I don’t run, but standing at the finish line watching the runners stride toward the end of their 13.1 or 26.2 mile race, I got caught up in the energy. You didn’t have to know the marathoner to cheer for them. They were happy for any encouragement and those of us on the sidelines were happy to give it.
The energy at the finish line was incredible! I was lucky to have a spot about 100 feet maybe from the end. Right on the rail.
Standing there, I thought to myself, “I want to do this!”
The thing is, I wanted the excitement and accolades at the end of the race. To get where I was, I walked a mile from my car and stood there for about 50 minutes, and by that time, my feet were hurting. Truthfully, if I’m disliking the pain in my feet after a 1 mile walk and a few minutes standing around, what makes me think I can run a marathon?
I had to admit to myself that unless I was willing to do the 25.8 miles before the last turn to the finish, I had no business doing the half a mile at the end.
There are a lot of applications you can make with that story like wanting someone else’s accolade without wanting their hard work or pain.
But spiritually, how often do I want the rewards in heaven, but I’m not willing to put in the discipline on earth? And when I say discipline, I mean thinking less of myself and my earthly wants and more of being like Christ and serving others.
Laying up treasure in heaven is a difficult spiritual discipline for me.
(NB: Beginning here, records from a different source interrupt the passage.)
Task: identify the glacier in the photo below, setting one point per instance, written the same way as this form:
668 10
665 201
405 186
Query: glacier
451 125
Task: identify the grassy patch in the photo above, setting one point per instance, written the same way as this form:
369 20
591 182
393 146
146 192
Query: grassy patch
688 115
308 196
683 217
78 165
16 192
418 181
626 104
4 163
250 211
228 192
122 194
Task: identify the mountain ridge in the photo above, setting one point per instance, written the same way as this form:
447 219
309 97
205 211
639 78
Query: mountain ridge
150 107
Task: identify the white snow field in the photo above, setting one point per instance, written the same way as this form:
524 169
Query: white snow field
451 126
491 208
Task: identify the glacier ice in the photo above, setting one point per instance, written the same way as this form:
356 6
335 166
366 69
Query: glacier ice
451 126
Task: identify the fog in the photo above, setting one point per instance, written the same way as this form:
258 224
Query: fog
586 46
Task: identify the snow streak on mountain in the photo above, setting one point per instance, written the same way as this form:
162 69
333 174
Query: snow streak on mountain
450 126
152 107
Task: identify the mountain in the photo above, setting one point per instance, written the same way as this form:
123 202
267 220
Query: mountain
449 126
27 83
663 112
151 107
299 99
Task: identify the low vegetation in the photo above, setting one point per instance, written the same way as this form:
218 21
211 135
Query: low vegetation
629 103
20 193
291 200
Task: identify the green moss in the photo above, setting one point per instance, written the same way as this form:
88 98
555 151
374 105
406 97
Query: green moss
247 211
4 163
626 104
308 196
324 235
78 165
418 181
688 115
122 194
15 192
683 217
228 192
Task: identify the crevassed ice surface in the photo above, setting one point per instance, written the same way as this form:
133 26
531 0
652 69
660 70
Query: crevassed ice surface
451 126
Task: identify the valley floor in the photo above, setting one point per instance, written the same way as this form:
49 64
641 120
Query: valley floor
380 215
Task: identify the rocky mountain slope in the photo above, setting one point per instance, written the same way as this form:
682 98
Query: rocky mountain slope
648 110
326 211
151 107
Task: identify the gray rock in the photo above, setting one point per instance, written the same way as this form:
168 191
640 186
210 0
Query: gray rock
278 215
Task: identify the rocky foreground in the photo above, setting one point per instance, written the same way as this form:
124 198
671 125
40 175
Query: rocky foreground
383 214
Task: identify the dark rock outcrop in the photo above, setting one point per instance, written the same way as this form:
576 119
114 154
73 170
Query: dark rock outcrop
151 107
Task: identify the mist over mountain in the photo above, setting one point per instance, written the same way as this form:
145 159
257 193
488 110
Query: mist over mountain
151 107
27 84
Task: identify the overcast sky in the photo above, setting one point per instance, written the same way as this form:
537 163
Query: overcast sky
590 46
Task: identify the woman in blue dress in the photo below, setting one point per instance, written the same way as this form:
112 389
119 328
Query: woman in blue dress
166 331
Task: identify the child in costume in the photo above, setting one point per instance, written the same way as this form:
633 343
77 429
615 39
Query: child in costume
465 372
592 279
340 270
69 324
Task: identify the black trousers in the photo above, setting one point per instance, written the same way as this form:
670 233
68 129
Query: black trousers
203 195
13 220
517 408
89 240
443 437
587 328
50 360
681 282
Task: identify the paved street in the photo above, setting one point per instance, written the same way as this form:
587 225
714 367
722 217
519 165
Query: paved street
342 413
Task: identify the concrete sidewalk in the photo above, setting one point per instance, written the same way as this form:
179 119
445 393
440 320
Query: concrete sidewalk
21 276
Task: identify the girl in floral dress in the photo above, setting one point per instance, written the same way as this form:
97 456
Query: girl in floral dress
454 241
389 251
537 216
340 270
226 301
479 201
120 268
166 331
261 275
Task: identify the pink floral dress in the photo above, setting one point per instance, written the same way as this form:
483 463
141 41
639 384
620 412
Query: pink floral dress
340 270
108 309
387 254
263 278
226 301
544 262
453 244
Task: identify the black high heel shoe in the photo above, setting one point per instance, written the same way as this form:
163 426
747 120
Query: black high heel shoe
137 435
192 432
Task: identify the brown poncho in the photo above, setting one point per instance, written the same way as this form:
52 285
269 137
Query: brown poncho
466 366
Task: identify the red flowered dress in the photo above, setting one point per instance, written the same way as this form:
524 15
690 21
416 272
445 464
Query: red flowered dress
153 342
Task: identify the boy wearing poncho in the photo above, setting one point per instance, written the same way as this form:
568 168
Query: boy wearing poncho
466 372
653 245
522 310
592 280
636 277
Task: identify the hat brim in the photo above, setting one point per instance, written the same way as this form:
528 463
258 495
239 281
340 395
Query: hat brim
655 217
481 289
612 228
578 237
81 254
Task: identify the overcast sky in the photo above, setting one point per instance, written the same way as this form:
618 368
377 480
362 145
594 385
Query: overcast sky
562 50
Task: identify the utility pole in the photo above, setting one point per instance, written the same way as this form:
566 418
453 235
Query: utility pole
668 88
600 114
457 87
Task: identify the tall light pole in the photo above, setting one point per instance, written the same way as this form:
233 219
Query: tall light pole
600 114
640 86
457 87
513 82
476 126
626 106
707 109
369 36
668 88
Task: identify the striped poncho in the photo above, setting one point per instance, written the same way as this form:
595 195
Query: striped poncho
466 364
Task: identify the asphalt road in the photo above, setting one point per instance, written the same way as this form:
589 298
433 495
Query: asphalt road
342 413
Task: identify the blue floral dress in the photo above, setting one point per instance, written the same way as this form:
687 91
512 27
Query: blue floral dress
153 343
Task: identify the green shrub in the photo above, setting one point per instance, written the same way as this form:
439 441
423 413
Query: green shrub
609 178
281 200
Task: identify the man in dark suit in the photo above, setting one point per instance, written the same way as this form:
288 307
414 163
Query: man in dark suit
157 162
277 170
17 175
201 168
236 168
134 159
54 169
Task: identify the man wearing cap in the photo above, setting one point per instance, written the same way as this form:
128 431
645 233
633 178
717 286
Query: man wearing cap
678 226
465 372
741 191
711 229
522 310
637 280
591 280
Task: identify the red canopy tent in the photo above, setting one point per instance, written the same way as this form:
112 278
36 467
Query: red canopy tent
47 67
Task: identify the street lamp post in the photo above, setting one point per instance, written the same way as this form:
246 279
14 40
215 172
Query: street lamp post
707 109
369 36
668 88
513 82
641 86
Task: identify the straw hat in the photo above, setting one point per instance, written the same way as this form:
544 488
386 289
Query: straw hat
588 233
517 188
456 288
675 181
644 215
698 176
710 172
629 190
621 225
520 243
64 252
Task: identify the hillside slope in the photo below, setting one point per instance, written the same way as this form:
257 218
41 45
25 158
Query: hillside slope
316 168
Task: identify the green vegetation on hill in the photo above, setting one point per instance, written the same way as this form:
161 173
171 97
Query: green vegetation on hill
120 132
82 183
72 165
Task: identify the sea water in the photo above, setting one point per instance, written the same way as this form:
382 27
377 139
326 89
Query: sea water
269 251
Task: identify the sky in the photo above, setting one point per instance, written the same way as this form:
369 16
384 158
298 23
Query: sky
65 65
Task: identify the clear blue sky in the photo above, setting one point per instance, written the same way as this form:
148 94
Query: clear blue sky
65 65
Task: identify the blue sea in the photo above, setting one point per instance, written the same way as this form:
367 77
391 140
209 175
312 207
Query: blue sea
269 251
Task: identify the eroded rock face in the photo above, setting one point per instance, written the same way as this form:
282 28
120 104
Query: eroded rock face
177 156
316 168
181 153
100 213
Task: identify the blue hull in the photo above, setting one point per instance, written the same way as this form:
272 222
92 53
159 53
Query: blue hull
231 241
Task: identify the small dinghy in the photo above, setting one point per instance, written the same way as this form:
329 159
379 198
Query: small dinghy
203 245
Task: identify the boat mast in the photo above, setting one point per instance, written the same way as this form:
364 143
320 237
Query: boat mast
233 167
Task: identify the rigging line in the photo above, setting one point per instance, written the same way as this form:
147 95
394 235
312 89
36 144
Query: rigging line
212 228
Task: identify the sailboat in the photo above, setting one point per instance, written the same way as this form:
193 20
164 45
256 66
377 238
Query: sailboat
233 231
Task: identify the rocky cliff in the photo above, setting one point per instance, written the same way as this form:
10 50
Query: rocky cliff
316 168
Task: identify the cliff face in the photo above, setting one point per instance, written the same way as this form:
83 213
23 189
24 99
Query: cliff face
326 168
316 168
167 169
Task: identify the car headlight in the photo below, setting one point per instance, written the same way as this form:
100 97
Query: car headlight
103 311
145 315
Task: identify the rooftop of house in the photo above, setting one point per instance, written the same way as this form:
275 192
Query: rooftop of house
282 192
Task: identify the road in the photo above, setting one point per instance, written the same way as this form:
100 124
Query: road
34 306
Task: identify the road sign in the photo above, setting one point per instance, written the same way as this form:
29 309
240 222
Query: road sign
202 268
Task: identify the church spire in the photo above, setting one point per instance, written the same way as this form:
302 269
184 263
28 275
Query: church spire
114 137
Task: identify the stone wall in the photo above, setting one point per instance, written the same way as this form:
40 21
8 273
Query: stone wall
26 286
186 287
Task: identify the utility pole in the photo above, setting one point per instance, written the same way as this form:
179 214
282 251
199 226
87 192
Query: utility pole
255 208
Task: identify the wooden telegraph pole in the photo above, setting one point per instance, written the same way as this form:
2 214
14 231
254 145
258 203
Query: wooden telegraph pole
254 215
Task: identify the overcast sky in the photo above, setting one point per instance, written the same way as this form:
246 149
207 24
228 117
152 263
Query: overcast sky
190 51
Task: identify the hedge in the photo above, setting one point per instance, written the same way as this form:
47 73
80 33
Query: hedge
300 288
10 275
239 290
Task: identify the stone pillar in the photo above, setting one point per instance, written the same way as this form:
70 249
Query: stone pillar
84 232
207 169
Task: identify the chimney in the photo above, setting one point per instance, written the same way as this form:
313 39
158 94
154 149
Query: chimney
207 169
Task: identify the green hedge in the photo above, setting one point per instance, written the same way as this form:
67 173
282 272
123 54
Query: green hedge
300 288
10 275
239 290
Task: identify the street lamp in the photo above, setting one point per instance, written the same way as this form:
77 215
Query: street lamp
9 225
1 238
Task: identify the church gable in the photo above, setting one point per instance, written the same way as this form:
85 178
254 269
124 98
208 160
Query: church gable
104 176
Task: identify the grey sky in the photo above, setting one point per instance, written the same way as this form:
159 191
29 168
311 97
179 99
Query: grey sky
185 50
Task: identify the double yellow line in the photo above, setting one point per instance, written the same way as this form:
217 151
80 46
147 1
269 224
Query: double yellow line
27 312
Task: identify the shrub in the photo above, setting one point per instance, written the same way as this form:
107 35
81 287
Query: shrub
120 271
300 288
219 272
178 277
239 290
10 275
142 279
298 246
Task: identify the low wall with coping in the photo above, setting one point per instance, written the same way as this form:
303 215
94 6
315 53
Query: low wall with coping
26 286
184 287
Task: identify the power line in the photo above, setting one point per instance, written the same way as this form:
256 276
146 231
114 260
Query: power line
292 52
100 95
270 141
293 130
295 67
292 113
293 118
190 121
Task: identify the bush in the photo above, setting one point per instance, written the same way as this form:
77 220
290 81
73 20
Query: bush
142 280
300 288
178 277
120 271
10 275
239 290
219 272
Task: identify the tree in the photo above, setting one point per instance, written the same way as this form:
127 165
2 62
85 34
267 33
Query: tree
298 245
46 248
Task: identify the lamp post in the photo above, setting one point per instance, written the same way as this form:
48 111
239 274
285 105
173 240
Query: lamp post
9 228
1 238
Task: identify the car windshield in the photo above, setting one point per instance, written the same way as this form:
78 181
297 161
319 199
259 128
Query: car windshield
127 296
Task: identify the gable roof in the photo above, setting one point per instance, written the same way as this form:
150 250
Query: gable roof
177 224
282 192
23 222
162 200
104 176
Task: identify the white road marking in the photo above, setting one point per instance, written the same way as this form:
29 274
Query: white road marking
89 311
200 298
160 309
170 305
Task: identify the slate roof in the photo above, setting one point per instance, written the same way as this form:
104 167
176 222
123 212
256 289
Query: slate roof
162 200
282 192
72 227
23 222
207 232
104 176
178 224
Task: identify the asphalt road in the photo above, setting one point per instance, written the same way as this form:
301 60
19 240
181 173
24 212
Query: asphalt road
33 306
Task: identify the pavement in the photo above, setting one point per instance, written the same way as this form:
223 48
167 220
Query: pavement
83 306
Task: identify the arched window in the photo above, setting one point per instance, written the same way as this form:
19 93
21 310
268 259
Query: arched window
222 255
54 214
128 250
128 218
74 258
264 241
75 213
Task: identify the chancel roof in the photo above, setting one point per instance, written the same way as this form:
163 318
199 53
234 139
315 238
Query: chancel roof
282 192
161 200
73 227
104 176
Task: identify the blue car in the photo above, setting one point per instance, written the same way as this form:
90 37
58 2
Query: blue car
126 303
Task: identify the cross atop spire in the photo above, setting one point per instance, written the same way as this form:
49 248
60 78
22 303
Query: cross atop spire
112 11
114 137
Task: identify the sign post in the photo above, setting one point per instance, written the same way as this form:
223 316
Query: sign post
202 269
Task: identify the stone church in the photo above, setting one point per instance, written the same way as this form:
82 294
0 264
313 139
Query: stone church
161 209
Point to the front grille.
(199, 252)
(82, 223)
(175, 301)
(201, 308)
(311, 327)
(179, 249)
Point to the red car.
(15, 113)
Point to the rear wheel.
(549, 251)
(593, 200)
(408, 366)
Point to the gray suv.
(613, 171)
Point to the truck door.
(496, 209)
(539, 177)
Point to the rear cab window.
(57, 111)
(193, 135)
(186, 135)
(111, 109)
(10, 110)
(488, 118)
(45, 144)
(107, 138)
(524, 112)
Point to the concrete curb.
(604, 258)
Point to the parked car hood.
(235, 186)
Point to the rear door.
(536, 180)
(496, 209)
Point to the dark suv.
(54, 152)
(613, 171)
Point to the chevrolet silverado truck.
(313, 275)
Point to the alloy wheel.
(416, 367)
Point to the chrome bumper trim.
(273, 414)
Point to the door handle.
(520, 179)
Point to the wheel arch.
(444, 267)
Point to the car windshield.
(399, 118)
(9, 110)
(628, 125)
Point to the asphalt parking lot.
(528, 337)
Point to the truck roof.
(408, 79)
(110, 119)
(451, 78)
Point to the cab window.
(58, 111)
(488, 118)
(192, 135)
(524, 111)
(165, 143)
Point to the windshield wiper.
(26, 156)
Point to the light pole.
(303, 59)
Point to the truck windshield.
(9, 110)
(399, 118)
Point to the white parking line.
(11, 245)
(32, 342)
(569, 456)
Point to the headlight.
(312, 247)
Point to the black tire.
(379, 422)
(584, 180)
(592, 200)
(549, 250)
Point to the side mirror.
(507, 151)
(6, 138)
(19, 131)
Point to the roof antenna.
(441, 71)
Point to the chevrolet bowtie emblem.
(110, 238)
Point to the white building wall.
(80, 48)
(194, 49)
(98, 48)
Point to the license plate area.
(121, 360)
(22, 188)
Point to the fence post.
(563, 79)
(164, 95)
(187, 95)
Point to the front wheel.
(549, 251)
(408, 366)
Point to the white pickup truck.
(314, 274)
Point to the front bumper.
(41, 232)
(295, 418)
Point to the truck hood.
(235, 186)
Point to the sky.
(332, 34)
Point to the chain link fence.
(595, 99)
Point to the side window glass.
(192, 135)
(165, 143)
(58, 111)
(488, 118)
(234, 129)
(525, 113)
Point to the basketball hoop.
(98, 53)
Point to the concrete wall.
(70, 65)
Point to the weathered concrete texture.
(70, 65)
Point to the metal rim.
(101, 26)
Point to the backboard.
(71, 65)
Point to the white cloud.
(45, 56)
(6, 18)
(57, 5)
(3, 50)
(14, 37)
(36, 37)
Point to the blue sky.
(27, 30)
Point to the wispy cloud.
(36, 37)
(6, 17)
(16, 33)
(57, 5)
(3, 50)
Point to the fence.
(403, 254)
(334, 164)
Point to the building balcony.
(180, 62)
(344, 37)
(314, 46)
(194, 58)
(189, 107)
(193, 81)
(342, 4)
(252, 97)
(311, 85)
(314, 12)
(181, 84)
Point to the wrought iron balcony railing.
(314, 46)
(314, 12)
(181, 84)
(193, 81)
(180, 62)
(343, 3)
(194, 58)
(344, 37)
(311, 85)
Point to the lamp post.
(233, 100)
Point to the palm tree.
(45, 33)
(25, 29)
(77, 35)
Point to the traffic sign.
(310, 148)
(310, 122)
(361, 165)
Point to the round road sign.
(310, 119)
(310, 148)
America has been so gifted with material possessions and I am very much an American. As I see the people around the world that have everything taken away from them for being like Christ, my first reaction is to think, “well, maybe if they stayed quiet.” Then I have to immediately remind myself that that’s the wrong thing to think. No, I should never want to stay quiet about being a follower of Jesus when it could mean the loss of everything I own.
When I get to heaven, I want to hear “Well done, thou good and faithful servant.” But that means I have to use this life to be that good and faithful servant.
Those 26.2 miles my friends ran were long and brutal, but the pain will end, the soreness will go away, but they’ll have that finishers medal forever.
Am I training for rewards in heaven, or letting the treasures of the earth get in my way?